On the east side the Buandik adjoined the tribes of South-Western Victoria, of which I have very little information, and therefore gladly avail myself of the account given of them by the late Mr. Dawson,[1] to complete as far as possible the account of Victorian tribes, and especially those of the coast. The only tribe of South-Western Victoria of which I have a personal knowledge is a small one called the Gournditch-mara, whose headquarters were at Gournditch or Lake Condah, and they belonged to a nation calling themselves Mara, "men," which extended from the southern limits of the Muk-jarawaint to the sea, and from Mount Gambler to the Eumerella Creek, and included the Kuurn-kopan-noot and Peek-whuurong tribes described by Mr. Dawson. The Gournditch-mara[2] were, it seems, divided into four sections, Kerup ("water"), Boom ("mountain"), Direk ("swamp"), and Gilger ("river"), an arrangement not influencing marriage, and appearing to be merely one of the local designations. It may be compared with the Sea-coasters, Tree-climbers, and Mountaineers of the Yuin tribes. In the Gournditch-mara there was descent in the female line, that is, the child took the class-name and totem of his mother, but belonged to the local division of its father, and spoke his language.

The area occupied by the tribes described by Mr. Dawson may be roughly defined as lying between Portland, Colac, Ararat, and possibly Pitfield.

It seems that there were at least ten languages, or perhaps more correctly dialects, and it is reasonable to assume that there was the same number of tribes.

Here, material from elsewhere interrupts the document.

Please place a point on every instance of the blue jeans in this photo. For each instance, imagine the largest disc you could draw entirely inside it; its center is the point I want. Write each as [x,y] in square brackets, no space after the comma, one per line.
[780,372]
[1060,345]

The tribal territory was divided between its members, and each family had the exclusive right by inheritance to a part of

  1. Australian Aborigines, James Dawson. Robertson, Melbourne, 1881.
  2. Rev. J. H. Stähle. The Gournditch-mara recognised neighbouring tribes as friends because they were also "mara"; and on referring to Mr. Dawson's vocabulary I find that "maar" is given for "aboriginal man" in the Peek-whuurong dialect to the south and the Kuurn-kopan-noot to the east of the Gournditch-mara.